I brace, deflect, rip a chunk of flesh—monster-laced flesh—from his shoulder.

His skin peels where the Shard meets my blade; I taste copper.

Calvin screams, both voices merging, crushing. The house shakes. Panels shiver, cables stretch. The core room trembles.

I drive the blade—Spiritslayer—into his chest, into the shard itself.

Heat snaps across my palm. The room cracks.

Crystal breaks. Calvin’s body convulses.

The shard slides loose with a wet pop, veins retreating like poisoned vines.

His dual eyes flicker, then dull. He falls backward as though hit by a gale.

The fortress around us roars, collapsing.

Shouts. Crashing walls. Olivia screams my name. I fling myself toward her as the ceiling caves, dust and shards raining down.

We tumble outside just in time—windows explode, beams snapping, the house groaning like a dying beast. The shard in my hand, reunited with the main Spear—now darker, heavier, pulsing with new power. But something changed—something inside it is shadowed.

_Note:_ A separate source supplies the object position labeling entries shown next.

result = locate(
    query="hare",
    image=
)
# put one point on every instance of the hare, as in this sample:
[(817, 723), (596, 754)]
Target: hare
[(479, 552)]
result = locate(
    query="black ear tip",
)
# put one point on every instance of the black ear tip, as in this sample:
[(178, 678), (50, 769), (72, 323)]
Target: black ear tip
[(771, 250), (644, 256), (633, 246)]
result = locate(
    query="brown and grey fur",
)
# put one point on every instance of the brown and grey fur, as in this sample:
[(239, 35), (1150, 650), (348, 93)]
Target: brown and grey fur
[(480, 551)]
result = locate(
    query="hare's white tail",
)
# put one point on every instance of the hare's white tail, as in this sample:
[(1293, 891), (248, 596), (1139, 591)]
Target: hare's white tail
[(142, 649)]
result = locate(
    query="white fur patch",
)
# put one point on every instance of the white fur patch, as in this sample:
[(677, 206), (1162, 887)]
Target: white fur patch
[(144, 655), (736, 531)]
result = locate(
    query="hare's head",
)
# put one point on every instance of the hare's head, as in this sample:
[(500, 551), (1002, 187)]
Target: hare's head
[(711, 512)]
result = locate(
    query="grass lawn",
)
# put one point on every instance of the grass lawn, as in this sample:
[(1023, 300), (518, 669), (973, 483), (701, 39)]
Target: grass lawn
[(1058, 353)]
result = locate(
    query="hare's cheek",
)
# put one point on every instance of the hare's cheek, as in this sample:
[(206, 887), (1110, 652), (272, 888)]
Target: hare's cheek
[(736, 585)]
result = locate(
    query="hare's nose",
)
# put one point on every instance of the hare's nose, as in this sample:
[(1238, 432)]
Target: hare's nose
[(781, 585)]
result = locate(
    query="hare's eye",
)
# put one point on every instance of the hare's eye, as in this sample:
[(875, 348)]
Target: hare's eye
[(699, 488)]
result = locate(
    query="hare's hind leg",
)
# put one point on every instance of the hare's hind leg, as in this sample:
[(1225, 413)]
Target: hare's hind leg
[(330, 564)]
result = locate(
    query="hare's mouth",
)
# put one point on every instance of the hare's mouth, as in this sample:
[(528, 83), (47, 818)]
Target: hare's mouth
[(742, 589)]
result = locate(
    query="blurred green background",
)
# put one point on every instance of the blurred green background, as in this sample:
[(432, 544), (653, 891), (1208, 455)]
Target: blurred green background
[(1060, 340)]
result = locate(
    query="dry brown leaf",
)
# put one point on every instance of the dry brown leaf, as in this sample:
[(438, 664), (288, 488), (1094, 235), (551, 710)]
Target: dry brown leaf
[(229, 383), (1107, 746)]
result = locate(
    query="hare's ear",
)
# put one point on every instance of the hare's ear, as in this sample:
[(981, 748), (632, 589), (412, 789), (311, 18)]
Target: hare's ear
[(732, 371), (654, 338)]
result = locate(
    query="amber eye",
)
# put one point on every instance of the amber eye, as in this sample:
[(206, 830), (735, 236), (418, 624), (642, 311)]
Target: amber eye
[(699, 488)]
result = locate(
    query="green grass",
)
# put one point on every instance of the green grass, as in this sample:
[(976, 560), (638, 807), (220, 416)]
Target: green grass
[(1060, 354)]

I breathe air full of dawn. Fresh and cruel. I taste grit and sweat. Olivia’s hand in mine, warm.

We stand together in the ruins. I look at her. She looks at me.

“I… I don’t know how much time,” I whisper, voice hoarse.

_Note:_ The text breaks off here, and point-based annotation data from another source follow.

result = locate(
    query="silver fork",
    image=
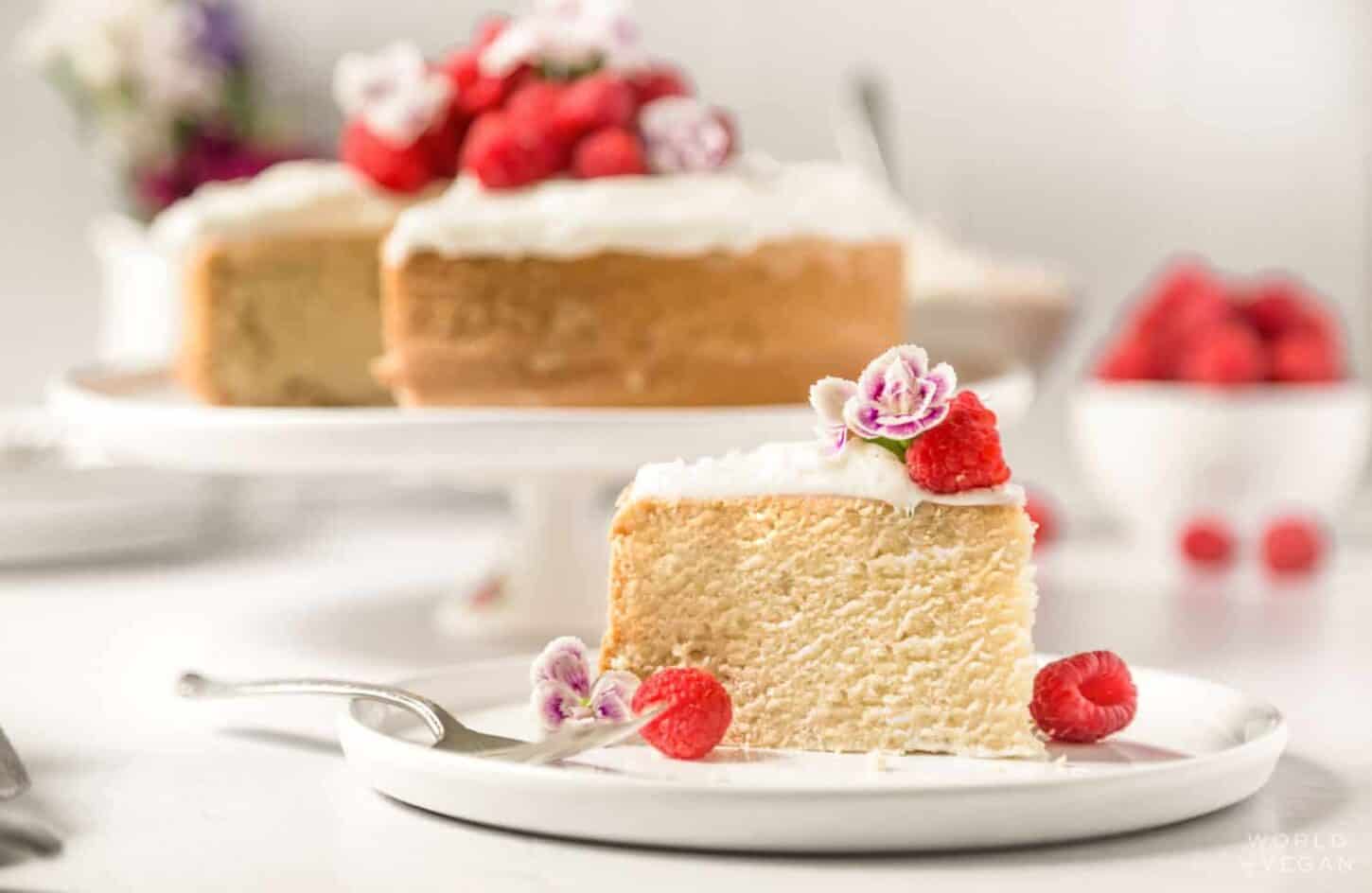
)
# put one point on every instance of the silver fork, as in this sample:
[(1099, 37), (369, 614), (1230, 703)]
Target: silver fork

She looks away, then back. “One night,” she says. “One peaceful night. Then we fight.”

No illusions. Just us.

We lie on the grass under the sky—stars pinpricked and cold. The Rubicon of night lays over us. She touches my scars, my tusks, my hands. I touch hers—soft skin, the pulse in her throat. The world is silent but for our breathing. For her heartbeat. For mine.

We make love gentle. Quiet. Slow. Every kiss, every touch charged. As though we are gathering ourselves for war. As though this warmth is the only shield we will carry into battle. I feel her just as she is: mortal, imperfect, beautiful. I am not a monster tonight. I am merely human beside her.

She pulls me close as dawn bleeds into the sky.

Morning comes. Birds call. Air tastes of ash and rain. Light fractures over torn fields and broken glass.

And war is waiting.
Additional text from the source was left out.